Posted in Off The Rails's blog on Sun, 23/07/2017 - 11:18,

Call to support and stamp out unacceptable working conditions for our members who are facing the tyranny of their scabby employers but the might of TOCs and their contractual arrangements with their suppliers.

Over two weeks ago I had the pleasure of attending a RMT reps course at Doncaster. What struck me was how, on the whole, the working conditions of the other course members differed to the members I represent - onboard catering hosts working for a contractor.

I'm not talking about the hourly rate of pay, I'm referring to the terms and conditions that many take for granted. There are no sick pay schemes, holidays and lieu days are deemed a luxury and one train operator is now insisting that onboard hosts ask the guard permission to use the toilet.
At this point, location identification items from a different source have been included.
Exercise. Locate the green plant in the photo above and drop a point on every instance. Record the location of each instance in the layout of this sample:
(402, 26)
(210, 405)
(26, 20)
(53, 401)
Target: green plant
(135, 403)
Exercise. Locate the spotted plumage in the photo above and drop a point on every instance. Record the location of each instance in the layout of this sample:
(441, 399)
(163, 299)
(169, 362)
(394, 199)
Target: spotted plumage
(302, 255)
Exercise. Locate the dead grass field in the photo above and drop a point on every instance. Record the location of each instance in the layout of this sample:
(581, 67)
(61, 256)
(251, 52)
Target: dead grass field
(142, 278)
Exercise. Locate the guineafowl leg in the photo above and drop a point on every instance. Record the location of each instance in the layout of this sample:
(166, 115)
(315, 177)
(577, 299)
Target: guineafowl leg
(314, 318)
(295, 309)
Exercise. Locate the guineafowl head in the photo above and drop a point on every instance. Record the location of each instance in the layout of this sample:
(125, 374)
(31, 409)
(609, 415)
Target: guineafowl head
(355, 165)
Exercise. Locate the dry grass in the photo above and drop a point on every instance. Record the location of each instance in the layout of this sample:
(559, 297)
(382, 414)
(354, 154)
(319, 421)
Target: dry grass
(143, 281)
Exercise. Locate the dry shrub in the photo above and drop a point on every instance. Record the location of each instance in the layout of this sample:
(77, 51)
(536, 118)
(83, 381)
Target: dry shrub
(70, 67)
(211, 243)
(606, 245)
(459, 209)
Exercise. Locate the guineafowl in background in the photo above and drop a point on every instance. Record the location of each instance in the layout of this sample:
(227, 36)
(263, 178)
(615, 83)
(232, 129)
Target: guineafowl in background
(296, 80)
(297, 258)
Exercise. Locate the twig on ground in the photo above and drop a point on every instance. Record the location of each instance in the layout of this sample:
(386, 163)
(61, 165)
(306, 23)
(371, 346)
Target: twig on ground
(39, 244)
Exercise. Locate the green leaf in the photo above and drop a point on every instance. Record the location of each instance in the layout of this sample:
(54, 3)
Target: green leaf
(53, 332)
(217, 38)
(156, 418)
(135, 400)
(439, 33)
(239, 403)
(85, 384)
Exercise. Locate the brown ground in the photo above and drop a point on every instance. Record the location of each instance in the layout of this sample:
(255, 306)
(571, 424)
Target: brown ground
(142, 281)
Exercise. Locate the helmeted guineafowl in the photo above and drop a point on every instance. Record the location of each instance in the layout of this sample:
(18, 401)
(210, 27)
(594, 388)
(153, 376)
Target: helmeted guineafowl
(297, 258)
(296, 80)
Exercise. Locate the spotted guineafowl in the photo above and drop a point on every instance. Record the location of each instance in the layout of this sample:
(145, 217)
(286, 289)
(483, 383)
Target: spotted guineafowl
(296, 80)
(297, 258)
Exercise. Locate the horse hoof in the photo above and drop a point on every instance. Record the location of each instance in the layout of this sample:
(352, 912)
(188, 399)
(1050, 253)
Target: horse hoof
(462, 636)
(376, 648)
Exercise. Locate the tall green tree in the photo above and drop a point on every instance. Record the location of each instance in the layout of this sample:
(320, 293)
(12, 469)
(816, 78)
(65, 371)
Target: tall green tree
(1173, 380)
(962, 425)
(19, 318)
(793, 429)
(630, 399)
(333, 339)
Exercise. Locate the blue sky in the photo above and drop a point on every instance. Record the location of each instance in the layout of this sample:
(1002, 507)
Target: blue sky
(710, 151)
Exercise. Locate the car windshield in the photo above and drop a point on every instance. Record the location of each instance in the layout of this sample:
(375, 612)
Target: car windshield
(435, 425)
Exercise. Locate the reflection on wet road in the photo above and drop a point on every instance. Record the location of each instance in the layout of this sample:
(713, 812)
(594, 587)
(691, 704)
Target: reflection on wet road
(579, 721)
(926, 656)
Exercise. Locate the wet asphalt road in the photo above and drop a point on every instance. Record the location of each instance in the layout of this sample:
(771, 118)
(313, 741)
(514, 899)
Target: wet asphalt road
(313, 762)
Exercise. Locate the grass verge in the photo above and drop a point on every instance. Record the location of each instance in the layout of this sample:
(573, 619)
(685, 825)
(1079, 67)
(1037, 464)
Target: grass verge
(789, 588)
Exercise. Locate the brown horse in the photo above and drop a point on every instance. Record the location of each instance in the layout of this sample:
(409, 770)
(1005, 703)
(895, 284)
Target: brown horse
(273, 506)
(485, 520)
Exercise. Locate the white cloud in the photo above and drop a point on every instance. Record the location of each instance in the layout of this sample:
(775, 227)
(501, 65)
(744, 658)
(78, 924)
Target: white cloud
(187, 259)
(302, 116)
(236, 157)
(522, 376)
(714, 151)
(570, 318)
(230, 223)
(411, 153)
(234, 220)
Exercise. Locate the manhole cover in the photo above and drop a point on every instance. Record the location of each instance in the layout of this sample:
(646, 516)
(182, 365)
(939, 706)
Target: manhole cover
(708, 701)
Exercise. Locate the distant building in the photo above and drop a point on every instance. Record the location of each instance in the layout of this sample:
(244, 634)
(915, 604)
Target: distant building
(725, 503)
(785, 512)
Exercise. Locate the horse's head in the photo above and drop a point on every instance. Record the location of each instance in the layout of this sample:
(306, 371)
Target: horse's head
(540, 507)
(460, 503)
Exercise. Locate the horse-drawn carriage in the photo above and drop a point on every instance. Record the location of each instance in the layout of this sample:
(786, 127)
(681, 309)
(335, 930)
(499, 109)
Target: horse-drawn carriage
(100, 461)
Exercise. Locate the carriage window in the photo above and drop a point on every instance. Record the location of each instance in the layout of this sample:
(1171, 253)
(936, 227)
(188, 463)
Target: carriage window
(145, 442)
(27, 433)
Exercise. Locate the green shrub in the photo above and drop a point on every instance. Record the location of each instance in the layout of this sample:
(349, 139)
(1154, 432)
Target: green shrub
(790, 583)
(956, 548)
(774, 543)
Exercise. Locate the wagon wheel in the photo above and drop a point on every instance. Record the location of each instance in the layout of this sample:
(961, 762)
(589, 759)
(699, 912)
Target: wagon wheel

Their safety is always in jeopardy, the majority of services are full and standing and there is no method of communication in the event of an emergency for the catering host to be able to contact any member of the onboard staff for support. It's seems they aren't important enough to require access to a simple tannoy system or any form of onboard communication.

On top of the problems I have mentioned above, the biggest danger of all isn't Joe Public. It is the TOC and the powers they have over our workmates as a 'third party'.

Recently, an onboard host was attacked after he challenged passengers after receiving a complaint from an elderly passenger that they had been taking drugs and behaving out of control in the First Class compartment. The onboard host complained to the employer about the lack of support he received, and when this came to nothing, escalated it to the TOC.

The host was suspended on a trumped-up charge but cleared after investigation. But the TOC decided that they no longer wanted the host on board, and is perfectly within its legal rights to stop anyone working on their trains.

The outcome was that the host had to undertake a 'development plan', put together by the TOC with all kinds of weird and wonderful stipulations. He is now suspended based on another trumped-up charge.

Now after me sharing this example, this is just one of many that are taking place on a day to day basis. How do we stamp out this kind of behaviour?

I believe the answer is to take action. Any such instances should be raised as formal disputes and in cases like this; should be taken to the door of the TOC. If we mobilise our members who work on these outsourced contracts and tell such companies that this won't be tolerated, what is the worst that can happen?

Concluding; where have we failed as a union? Onboard services and cleaning staff were at one time under the umbrella of British Rail - how have these companies managed to enforce their scabby working conditions on our members? There are probably many reasons for why and how this happened; sadly this is now in the past.

The only thing we can do is to challenge this, remain united, increase our membership, agitate our oppressors, educate and organise our members.